Salute mentale adolescenti, Ocse: ragazze più esposte ad ansia e depressione
Scritto il 09/07/2026
da Redazione
La salute mentale degli adolescenti sta peggiorando nella maggior parte dei Paesi OCSE e le difficoltà non colpiscono tutti allo stesso modo. Le ragazze riportano livelli di benessere emotivo significativamente inferiori rispetto ai coetanei maschi e presentano un rischio molto più elevato di ansia, depressione e autolesionismo. I ragazzi, invece, manifestano più frequentemente comportamenti aggressivi, disturbi della condotta e condotte a rischio, oltre a registrare un rischio di morte per suicidio sensibilmente superiore. È il quadro delineato dal nuovo policy paper dell'OCSE dedicato al benessere sociale ed emotivo degli adolescenti. Il messaggio del documento è chiaro: affrontare il disagio psicologico degli adolescenti con strategie uguali per tutti non è più sufficiente. Per migliorare gli esiti servono interventi capaci di riconoscere le differenti modalità con cui ragazze e ragazzi esprimono la sofferenza psicologica, coinvolgendo scuola, famiglie, servizi sanitari, comunità e ambiente digitale.
Le ragazze mostrano peggiore benessere emotivo
La salute mentale degli adolescenti sta peggiorando nella maggior parte dei Paesi OCSE
Secondo l'OCSE, negli ultimi anni la soddisfazione di vita degli adolescenti è diminuita nella quasi totalità dei Paesi membri. Il calo è particolarmente evidente tra le ragazze.
I dati mostrano che, tra gli 11 e i 15 anni, le adolescenti hanno una probabilità compresa tra 1,65 e 2,5 volte superiore rispetto ai ragazzi di dichiarare una bassa soddisfazione per la propria vita.
Anche altri indicatori descrivono un quadro più critico: maggiore frequenza di sentimenti di tristezza, nervosismo e solitudine, oltre a livelli inferiori di resilienza e capacità di affrontare lo stress.
Per l'OCSE questi risultati suggeriscono che le ragazze vivono una maggiore esposizione a pressioni psicologiche e sociali durante l'adolescenza, amplificate anche dalle aspettative legate all'immagine corporea e dall'esperienza nei contesti digitali.

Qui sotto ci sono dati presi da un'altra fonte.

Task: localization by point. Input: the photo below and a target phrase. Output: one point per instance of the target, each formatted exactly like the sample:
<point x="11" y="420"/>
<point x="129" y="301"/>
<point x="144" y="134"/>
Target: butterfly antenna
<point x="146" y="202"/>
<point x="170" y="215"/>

Il ruolo delle famiglie, della scuola e degli ambienti digitali
L'OCSE sottolinea che il benessere degli adolescenti non dipende esclusivamente dalle caratteristiche individuali, ma è influenzato dagli ambienti nei quali i ragazzi crescono.
In particolare vengono individuati quattro contesti chiave:
famiglia
scuola
comunità
ambiente digitale
Le relazioni familiari rappresentano il principale fattore protettivo, ma circa un adolescente su tre riferisce difficoltà nel comunicare con i genitori. Anche la scuola assume un ruolo centrale non soltanto nell'apprendimento, ma nell'identificazione precoce delle situazioni di vulnerabilità e nella promozione delle competenze socio-emotive. Gli ambienti digitali, infine, possono favorire relazioni e partecipazione, ma anche amplificare fenomeni come confronto sociale, cyberbullismo, esposizione a contenuti dannosi e pressione sull'immagine corporea.
Le implicazioni per infermieri e professionisti sanitari
Il documento richiama indirettamente anche il ruolo crescente dei professionisti sanitari impegnati nella prevenzione e nella promozione della salute mentale.
Per infermieri di famiglia e di comunità, infermieri scolastici, professionisti dei servizi territoriali e della neuropsichiatria infantile significa rafforzare la capacità di riconoscere precocemente i segnali di disagio e costruire percorsi multidisciplinari con pediatri, medici di medicina generale, psicologi, servizi sociali e istituzioni scolastiche.
L'attenzione non dovrebbe limitarsi ai sintomi clinici, ma estendersi ai fattori relazionali, familiari e ambientali che influenzano il benessere psicologico degli adolescenti.
Una sfida che riguarda l'intero sistema di prevenzione
Il report dell'OCSE invita a ripensare le politiche per la salute mentale degli adolescenti partendo dal presupposto che ragazze e ragazzi affrontano vulnerabilità differenti e necessitano di risposte diverse.
Per questo motivo la prevenzione non può essere affidata esclusivamente ai servizi specialistici, ma richiede un'azione coordinata tra sanità, scuola, famiglie e comunità. Intercettare precocemente il disagio, rafforzare i fattori di protezione e costruire ambienti favorevoli rappresentano, secondo l'OCSE, la strategia più efficace per migliorare il benessere emotivo delle nuove generazioni e ridurre il rischio di disturbi mentali nell'età adulta.